The out-of-sample forecasting exercise shows that the ISMI materially improves PCE inflation forecasts. For instance, including the ISMI in the out-of-sample forecasting model reduces forecast errors by approximately 5 to 10%. This is a substantial improvement, given the inherent difficulty of predicting future inflation (Stock and Watson 2007). Notably, the forecast improvement from including the ISMI is larger at longer horizons of two to three years. This suggests the ISMI can detect slow-moving structural shifts in the underlying inflation process that other standard predictors may miss.
Another way to evaluate the ISMI is to examine how it responds to two types of macroeconomic shocks: (1) a monetary policy shock aimed at reducing inflation, as identified by Romer and Romer (2024), and (2) a news shock about the future oil supply, as identified by Känzig (2021). The left side of Figure 3 shows that the ISMI declines significantly and remains low for an extended period in response to a monetary policy shock aimed at reducing inflation. This response shows that the ISMI captures the well-documented effects of a monetary policy tightening that restrains demand and puts sustained downward pressure on inflation.
Figure 3
Cumulative response of ISMI to economic shocks
The right side of Figure 3 shows that the ISMI increases significantly, but for a shorter period, in response to negative news about the future oil supply.
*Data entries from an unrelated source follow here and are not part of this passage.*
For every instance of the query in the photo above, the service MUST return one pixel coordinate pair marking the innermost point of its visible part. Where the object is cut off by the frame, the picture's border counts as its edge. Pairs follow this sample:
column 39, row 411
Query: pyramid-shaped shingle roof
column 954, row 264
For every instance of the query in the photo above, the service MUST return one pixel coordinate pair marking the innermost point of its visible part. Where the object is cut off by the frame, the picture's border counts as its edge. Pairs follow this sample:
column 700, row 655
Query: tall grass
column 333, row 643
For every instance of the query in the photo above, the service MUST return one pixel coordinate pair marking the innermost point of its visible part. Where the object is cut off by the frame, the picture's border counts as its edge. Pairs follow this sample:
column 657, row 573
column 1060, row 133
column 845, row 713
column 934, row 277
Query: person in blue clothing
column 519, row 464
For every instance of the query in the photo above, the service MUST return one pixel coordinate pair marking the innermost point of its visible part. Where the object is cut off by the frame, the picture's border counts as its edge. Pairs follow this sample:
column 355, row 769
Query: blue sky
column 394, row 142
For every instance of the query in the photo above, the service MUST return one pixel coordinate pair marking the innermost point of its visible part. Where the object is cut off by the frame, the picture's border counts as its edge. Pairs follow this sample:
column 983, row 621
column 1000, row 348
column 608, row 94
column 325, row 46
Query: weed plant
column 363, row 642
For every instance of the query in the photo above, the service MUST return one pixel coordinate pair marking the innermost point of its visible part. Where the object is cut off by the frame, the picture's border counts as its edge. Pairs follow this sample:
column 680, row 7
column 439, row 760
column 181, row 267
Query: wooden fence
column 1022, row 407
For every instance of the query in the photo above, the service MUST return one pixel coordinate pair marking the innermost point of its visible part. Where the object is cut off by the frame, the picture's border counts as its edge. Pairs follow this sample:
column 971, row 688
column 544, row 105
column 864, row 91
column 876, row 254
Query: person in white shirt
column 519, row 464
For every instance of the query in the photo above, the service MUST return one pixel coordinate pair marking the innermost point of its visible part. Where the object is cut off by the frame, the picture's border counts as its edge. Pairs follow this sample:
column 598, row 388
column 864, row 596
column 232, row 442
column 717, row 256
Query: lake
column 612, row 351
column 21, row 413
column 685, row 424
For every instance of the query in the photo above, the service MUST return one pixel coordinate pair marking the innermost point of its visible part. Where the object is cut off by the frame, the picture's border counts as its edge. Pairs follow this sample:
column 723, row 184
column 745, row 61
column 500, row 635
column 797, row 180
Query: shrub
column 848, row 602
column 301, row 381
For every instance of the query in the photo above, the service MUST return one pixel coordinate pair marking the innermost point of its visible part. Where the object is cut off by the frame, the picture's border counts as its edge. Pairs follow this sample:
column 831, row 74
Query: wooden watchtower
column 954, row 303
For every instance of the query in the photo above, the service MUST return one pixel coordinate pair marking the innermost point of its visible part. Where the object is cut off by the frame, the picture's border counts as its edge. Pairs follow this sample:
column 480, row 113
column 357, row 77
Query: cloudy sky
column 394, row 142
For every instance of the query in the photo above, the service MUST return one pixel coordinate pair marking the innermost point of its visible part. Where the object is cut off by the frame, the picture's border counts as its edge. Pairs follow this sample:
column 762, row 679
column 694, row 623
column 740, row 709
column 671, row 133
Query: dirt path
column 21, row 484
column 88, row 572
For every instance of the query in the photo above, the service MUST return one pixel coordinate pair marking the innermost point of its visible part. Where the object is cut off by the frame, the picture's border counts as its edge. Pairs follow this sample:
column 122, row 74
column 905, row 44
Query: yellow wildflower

The transitory nature of the response is consistent with the response of other economic variables to typical supply shocks. These divergent ISMI responses-a persistent decline following a monetary policy tightening but a more transitory rise following news about a decline in the future oil supply-provide evidence that the index is indeed capturing emerging shifts in the behavior of inflation in response to macroeconomic shocks.
Determining whether recent inflation movements are persistent or transitory remains a central challenge for policymakers. The ISMI developed in Lansing and Shapiro (2026) is a simple metric that tracks sustained directional pressure in PCE inflation using category-level monthly inflation rates. As described in this Letter, the ISMI helps improve forecasts of future inflation at horizons of one to three years and responds to macroeconomic shocks in a manner consistent with theory.
The index offers a practical tool to detect emerging shifts in the underlying inflation environment and can contribute to improving policy responses to evolving economic conditions. Index readings in 2026 have been fluctuating above and below zero, indicating that inflation may remain near current elevated levels in the near to medium term.
Bernanke, Ben S. 2007. "Inflation Expectations and Inflation Forecasting." Speech at the Monetary Economics Workshop of the NBER Summer Institute, Cambridge, Massachusetts (July 10).
Känzig, Diego R. 2021. "The Macroeconomic Effects of Oil Supply News: Evidence from OPEC Announcements." American Economic Review 111(4), pp. 1,092-1,125.
Lansing, Kevin J. 2022. "Untangling Persistent versus Transitory Shocks to Inflation." FRBSF Economic Letter 2022-13 (May 23).
Lansing, Kevin J., and Adam Hale Shapiro. 2026. "Measuring Inflation Shock Momentum." FRB San Francisco Working Paper 2026-10.
Romer, Christina D., and David H. Romer. 2024. "Lessons from History for Successful Disinflation." Journal of Monetary Economics 148(103654).
Stock, James H., and Mark W. Watson. 2007. "Why Has Inflation Become Harder to Forecast?" Journal of Money, Credit, and Banking 39, pp. 3-34.